Firmly believing that “the situation in the city is still peaceful,” the father of the city may have had the best intentions in mind. He wanted to keep an atmosphere of calm and sobriety among a people still distraught over someone so young, so brilliant, and so promising to be so dead.
What perplexes me though is his succeeding statement, “A crime can happen anywhere, anytime.” In broken Iluko, he continued, “no agplano iti maysa a tao, hanna a pilien whether in the morning, lunch time, malem wennu rabii.”
An average student of logic would not miss the inconsistency in the mayor’s pronouncements. First he says the incident is an isolated case and then concedes that such crime can be planned and executed anytime, anywhere.
The mayor gave two contradictory statements which cannot be both correct. If one is true, the other must be false, and vice versa.
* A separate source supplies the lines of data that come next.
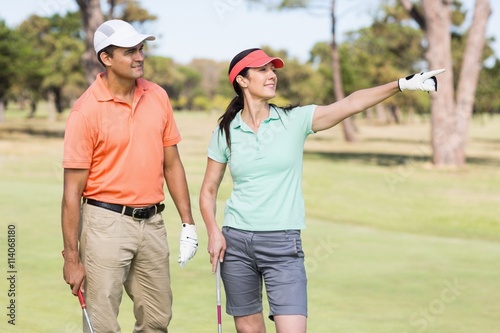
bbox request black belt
[84,198,165,220]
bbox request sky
[2,0,499,64]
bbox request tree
[247,0,357,141]
[399,0,492,167]
[475,59,500,115]
[0,21,17,122]
[260,46,324,106]
[144,56,205,110]
[13,13,86,119]
[338,4,427,123]
[41,13,86,118]
[112,0,157,23]
[329,0,356,141]
[189,59,226,100]
[76,0,104,84]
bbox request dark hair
[218,48,296,149]
[97,45,119,67]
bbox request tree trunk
[76,0,104,85]
[54,87,63,114]
[455,0,491,162]
[330,0,356,142]
[28,99,37,119]
[375,104,387,125]
[47,91,56,123]
[0,97,4,123]
[390,105,401,124]
[108,0,116,18]
[421,0,457,166]
[401,0,491,167]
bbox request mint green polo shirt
[207,105,317,231]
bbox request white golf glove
[178,223,198,268]
[398,69,446,92]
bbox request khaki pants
[80,203,172,333]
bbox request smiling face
[238,62,278,101]
[100,42,146,81]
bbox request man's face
[104,43,146,80]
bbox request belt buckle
[132,205,157,221]
[132,207,146,221]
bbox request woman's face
[243,63,278,100]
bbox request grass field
[0,107,499,333]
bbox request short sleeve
[62,111,94,169]
[296,104,317,135]
[207,126,228,163]
[162,93,182,147]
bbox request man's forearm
[61,196,82,258]
[61,168,89,257]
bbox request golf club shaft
[216,261,222,333]
[78,290,96,333]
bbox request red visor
[228,49,284,84]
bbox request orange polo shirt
[63,73,181,206]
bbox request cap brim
[246,57,284,69]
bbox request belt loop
[121,205,126,216]
[153,205,157,217]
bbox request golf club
[216,260,222,333]
[77,289,95,333]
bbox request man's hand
[178,223,198,268]
[398,69,446,92]
[62,250,86,295]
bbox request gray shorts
[221,227,307,320]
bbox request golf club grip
[216,261,222,331]
[216,261,221,302]
[77,290,87,309]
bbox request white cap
[94,19,156,54]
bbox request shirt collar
[92,72,148,102]
[232,105,280,129]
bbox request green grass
[0,110,499,332]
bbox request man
[61,19,198,332]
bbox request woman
[199,48,444,333]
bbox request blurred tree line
[0,0,499,125]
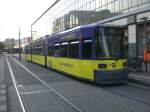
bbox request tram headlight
[112,63,116,68]
[98,64,107,69]
[123,62,127,67]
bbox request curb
[0,82,7,112]
[128,74,150,86]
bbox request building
[14,37,31,52]
[32,0,150,62]
[52,9,120,32]
[4,38,15,52]
[4,37,31,53]
[21,37,31,52]
[14,37,31,48]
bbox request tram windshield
[96,27,125,59]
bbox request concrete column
[128,24,137,58]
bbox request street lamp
[19,27,21,60]
[11,38,14,56]
[30,26,32,62]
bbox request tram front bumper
[94,69,129,84]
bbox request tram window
[39,48,43,55]
[54,43,60,57]
[69,41,79,58]
[32,47,36,54]
[82,39,92,59]
[35,45,43,55]
[60,42,68,57]
[35,48,37,54]
[48,46,53,56]
[28,48,31,54]
[25,47,31,54]
[95,29,105,58]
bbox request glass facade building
[32,0,150,40]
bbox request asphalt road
[3,54,150,112]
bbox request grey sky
[0,0,55,41]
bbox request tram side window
[25,47,31,54]
[32,47,35,54]
[27,48,31,54]
[32,45,43,55]
[82,39,92,59]
[35,47,38,55]
[39,47,43,55]
[39,47,44,55]
[60,42,68,57]
[95,29,104,58]
[69,41,79,58]
[48,46,53,56]
[37,46,43,55]
[54,43,60,57]
[32,48,34,54]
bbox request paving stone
[0,100,6,105]
[0,57,6,112]
[129,73,150,85]
[0,90,6,95]
[0,105,7,112]
[0,85,6,89]
[51,81,150,112]
[0,96,6,102]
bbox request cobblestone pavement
[0,55,7,112]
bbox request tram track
[126,82,150,91]
[100,82,150,106]
[6,54,150,112]
[6,55,27,112]
[7,55,83,112]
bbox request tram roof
[47,23,124,44]
[47,23,98,43]
[52,23,98,36]
[48,23,123,36]
[25,23,124,47]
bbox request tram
[25,23,129,84]
[25,43,32,61]
[31,38,46,66]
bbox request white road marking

I buy the second statement: crimes can happen, and in fact they do, anywhere murderers decide to, even here in Laoag.
Gregorio’s was the eighth death in eleven years among lawyers in the province. Add to this the still unresolved murder of Vice Mayor Jimmy Chua and of ordinary folks, and you could either acknowledge that the situation is a cause for alarm or buy the mayor’s stance and continue to live in denial.
The local chief executive may be right to say that Laoag is a peaceful place if statistics are to serve as basis, and comparisons are to be made with crime rates in other cities. But peace, dear karikna, is not a matter of frequency but of probability.
Provincial Board Member Kris Ablan hit bulls eye when he delivered a privilege speech lamenting that human life has gone so cheap that anyone can get the services of hired guns for as low as five thousand pesos. (Some say the price can be even lower.)
“Everyone is now a target. This madness has to stop immediately,” Ablan urged.
What apo bokal considers as madness, apo mayor dismisses as “isolated.”
Until the mayor himself can walk confidently in the streets sans security detail, I say: No, sir, peaceful we are not.